Despite some 15 conclusions being adopted on climate finances following the Economic and Financial Affairs Council, ministers reiterated that public money will continue to be used for climate finance beyond 2020 and flagged that the bloc’s current commitments were increasing year-on-year.

NGOs were disappointed that these resolutions included no firmer guarantees of climate finance ahead of crunch UN climate talks in Paris next month.

“This decision will weaken the EU’s alliance with those most vulnerable to climate change,” said Wendel Trio, director of green group coalition CAN Europe.

EU member states are divided on whether to ringfence EUA cash to help poorer countries cut GHG emissions or adapt to the effects of climate change.

Development charity Oxfam view it as a relatively secure way for the bloc to assure developing nations that the EU is making good on an international climate finance commitment for industrialised nations to moblise $100 billion a year in aid by 2020.
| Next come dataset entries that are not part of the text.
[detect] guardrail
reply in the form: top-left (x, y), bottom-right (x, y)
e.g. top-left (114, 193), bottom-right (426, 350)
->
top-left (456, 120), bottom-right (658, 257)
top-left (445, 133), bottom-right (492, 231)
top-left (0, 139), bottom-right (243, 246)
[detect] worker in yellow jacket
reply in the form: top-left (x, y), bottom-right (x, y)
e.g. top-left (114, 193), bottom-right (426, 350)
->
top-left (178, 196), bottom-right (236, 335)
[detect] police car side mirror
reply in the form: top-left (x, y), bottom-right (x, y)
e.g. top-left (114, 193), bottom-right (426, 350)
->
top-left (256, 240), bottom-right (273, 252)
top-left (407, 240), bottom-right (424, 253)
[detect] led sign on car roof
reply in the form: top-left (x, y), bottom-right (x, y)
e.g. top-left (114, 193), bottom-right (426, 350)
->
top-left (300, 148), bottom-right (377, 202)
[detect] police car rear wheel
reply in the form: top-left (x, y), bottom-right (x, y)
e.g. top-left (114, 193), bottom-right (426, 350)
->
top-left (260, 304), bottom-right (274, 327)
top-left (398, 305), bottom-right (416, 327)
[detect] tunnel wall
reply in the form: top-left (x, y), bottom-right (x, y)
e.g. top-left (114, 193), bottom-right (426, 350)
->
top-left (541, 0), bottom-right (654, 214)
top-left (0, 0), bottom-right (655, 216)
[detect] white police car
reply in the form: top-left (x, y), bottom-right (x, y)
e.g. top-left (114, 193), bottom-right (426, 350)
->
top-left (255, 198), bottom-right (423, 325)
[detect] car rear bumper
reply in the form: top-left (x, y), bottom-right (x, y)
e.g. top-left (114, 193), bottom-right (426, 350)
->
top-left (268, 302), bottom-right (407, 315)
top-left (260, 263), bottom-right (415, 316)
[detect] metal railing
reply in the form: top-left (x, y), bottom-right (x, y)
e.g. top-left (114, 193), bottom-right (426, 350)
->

The ringfencing issue has struggled to gain traction because while much of the bloc’s climate change policy is decided at EU level, spending is largely determined by member states, according to EU treaties.

It remains possible that the issue could be raised by EU environment ministers during the Paris talks as a potential bargaining chip to win over poorer nations.

“For success in Paris, the EU should show how it will ease the pressure on stretched aid budgets by tapping into additional financing sources such as revenue from financial transaction taxes and the EU’s polluter-pays system, the EU ETS,” said Oxfam’s Lies Craeynest.